This paper on the judiciary in Pakistan focuses on issues of access and dispensation of justice, particularly at the local level (also known as “subordinate” or “lower” level judiciary). The paper has three sections. The first broadly introduces the debate on dispensation of justice and discusses the judicial system. The second takes into account issues regarding access to justice systems and their functionality vis-à-vis citizens. A brief analytical summary of reform efforts and recommendations form the concluding section.
In a broad conceptualization, “rule of law” (and dispensation of justice inter alia) is a defining characteristic of the modern nation-state. Since the nation-state stands on the edifice of a “social contract” between citizens and the state, the state is bound to function by the “rule of law” to ensure individual and collective rights and responsibilities of citizens. In the context of this broader conceptualization of the relationship between the citizen and the state, the constitution of the state represents the social contract since it is a document that binds citizens to the state and upholds the rule of law. The rule of law and the establishment of the nation-state are linked to the rise of modernity in the Enlightenment period in Europe from the 16th century onwards. Modernity is reflected, among other things, in feudalism being replaced by a capitalist mode of production and impersonal market relations, barter trade by an invisible exchange and communitarian values by individualism.

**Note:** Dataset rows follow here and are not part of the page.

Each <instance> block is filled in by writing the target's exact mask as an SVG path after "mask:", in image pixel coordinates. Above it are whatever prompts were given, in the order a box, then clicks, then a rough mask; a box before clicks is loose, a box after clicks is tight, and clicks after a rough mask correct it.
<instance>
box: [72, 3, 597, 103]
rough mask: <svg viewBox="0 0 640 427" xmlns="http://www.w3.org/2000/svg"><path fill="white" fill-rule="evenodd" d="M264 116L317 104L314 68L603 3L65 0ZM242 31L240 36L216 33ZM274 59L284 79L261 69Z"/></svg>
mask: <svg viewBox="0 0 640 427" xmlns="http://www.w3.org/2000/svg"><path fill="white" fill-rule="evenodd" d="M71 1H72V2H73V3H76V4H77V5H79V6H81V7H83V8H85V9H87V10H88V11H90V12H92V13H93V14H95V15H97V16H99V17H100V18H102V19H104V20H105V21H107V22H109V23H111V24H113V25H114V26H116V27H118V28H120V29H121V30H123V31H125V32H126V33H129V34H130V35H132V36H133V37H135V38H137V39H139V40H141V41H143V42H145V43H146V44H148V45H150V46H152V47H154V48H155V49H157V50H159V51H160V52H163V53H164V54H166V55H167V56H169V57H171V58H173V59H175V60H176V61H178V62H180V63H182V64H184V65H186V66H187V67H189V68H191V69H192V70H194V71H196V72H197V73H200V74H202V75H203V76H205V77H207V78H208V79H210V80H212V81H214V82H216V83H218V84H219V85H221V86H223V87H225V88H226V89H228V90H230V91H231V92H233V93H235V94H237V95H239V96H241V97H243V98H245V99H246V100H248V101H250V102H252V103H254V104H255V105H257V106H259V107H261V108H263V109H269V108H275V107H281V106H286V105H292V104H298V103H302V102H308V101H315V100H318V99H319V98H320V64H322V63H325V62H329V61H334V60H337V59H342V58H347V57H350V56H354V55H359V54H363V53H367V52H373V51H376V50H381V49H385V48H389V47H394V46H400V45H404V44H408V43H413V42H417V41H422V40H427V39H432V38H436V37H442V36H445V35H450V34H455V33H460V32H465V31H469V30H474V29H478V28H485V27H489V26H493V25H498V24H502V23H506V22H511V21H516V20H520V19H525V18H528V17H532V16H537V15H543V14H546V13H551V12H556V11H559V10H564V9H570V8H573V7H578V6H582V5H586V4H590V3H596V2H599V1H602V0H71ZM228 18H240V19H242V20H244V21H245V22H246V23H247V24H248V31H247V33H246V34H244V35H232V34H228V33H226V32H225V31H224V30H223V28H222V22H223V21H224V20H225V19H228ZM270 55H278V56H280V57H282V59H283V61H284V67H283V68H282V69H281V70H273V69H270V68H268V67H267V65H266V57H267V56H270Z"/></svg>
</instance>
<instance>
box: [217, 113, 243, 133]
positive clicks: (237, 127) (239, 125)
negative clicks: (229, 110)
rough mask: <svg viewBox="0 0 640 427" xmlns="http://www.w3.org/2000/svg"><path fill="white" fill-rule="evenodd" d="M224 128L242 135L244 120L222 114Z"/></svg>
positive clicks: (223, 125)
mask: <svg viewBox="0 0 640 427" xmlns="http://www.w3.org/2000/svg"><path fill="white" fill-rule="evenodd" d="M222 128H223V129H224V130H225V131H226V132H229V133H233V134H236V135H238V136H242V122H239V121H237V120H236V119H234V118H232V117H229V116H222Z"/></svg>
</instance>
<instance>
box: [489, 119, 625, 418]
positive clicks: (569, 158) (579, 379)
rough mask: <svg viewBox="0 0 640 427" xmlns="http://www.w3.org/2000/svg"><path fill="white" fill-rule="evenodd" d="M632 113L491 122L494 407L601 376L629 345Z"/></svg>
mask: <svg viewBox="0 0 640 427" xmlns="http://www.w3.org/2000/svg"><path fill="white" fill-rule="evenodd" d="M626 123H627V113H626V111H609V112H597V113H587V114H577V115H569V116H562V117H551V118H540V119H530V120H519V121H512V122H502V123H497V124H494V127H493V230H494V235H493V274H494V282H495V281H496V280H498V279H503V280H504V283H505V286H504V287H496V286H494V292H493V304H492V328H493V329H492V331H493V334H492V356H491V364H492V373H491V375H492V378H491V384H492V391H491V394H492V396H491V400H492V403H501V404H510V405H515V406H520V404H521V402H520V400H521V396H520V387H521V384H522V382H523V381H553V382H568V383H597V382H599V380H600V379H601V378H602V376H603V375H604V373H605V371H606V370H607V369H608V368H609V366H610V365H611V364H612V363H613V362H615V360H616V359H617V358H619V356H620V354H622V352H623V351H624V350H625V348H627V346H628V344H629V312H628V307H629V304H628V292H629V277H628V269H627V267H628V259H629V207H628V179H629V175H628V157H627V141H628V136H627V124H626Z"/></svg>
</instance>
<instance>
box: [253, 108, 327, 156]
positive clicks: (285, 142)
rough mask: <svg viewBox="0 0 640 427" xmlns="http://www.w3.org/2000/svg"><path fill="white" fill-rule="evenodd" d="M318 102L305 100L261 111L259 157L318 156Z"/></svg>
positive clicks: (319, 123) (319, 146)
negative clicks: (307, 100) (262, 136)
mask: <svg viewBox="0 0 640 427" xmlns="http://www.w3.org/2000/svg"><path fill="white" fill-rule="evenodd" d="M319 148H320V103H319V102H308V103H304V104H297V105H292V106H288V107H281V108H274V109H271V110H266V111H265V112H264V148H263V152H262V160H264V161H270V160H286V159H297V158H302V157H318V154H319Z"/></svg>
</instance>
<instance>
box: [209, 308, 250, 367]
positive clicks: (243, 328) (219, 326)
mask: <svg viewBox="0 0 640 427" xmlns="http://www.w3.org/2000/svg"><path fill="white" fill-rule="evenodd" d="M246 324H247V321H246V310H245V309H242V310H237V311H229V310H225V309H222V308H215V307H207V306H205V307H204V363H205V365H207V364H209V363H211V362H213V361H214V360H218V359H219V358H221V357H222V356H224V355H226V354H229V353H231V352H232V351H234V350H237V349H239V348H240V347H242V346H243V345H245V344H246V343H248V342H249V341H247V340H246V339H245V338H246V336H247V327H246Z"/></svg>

Access and dispensation of justice are thorny issues in Pakistan’s governance paradigm and in the day-to-day reality of its people. The situation is particularly alarming at the level of the district judiciary where “common” people approach courts to get justice. Dispensation of justice is quite a complicated issue and can be viewed from many angles:
Article 25(1) of the Constitution of Pakistan says, “All citizens are equal before law and are entitled to equal protection of law.” Despite this constitutional guarantee, the poor and the less influential sections of society face problems while accessing the institutions of justice. The common perception is that “there is no justice for the poor.” It is reflective of the fact that influential, rich and resourceful people can buy justice and deprive the poor of their property as well as their socio-political and legal rights.
Service-delivery and Governance:
Dispensation of justice is a basic service which the state provides to its citizens. Like provision of education, health, water, shelter, basic infrastructure and town and municipal services, it is obligatory. Its near dysfunctional status in the country is comparable to the performance of other public services such as public education and health. It is seen as a governance issue and the inability of the state to provide a credible and accessible justice system is interpreted as in indication of weakness of governance structures in the country.
Poverty, Justice and Growth:
Poverty can be defined not only in terms of low income (income poverty), but also as a lack of assets and opportunities, and the vulnerability and risks faced by the poor (poverty of opportunity). Access to justice and its fair dispensation provide an institutional asset that the poor need. Certain quarters, like the International Financial Institutions (IFIs), is of the view that rule of law serves the interests of both the business community as well as the poor. It is, therefore critical for economic growth as well as poverty reduction. In other words, the parameters of growth in business activity and addressing the institutional gaps of poverty are not mutually exclusive. Access to justice and its fair dispensation are critical both for economic growth (in terms of ensuring the validity of contracts) and realizing the rights of citizens, particularly the poor.
On the basis of these assertions, it is obvious that there is a need to reform the justice system in Pakistan, particularly from the point of view of the rights of the poor and less influential sections of society. The questions to address are :
How can this possibly be achieved?
What are the problems in the prevalent systems of justice?
What are the prevalent mechanisms of dispensation of justice in the formal and informal justice forums?
What is the nature of disputes?
What are the differences across the urban-rural divide?
What are the differences between various types of disputes, such as property, criminal and family?
What is the behavior of courts, members of the Bar and litigants?
How is the dispensation of justice related to existing power structures? And also, what happened to recommendations for reforms in the last five decades and where do we stand today?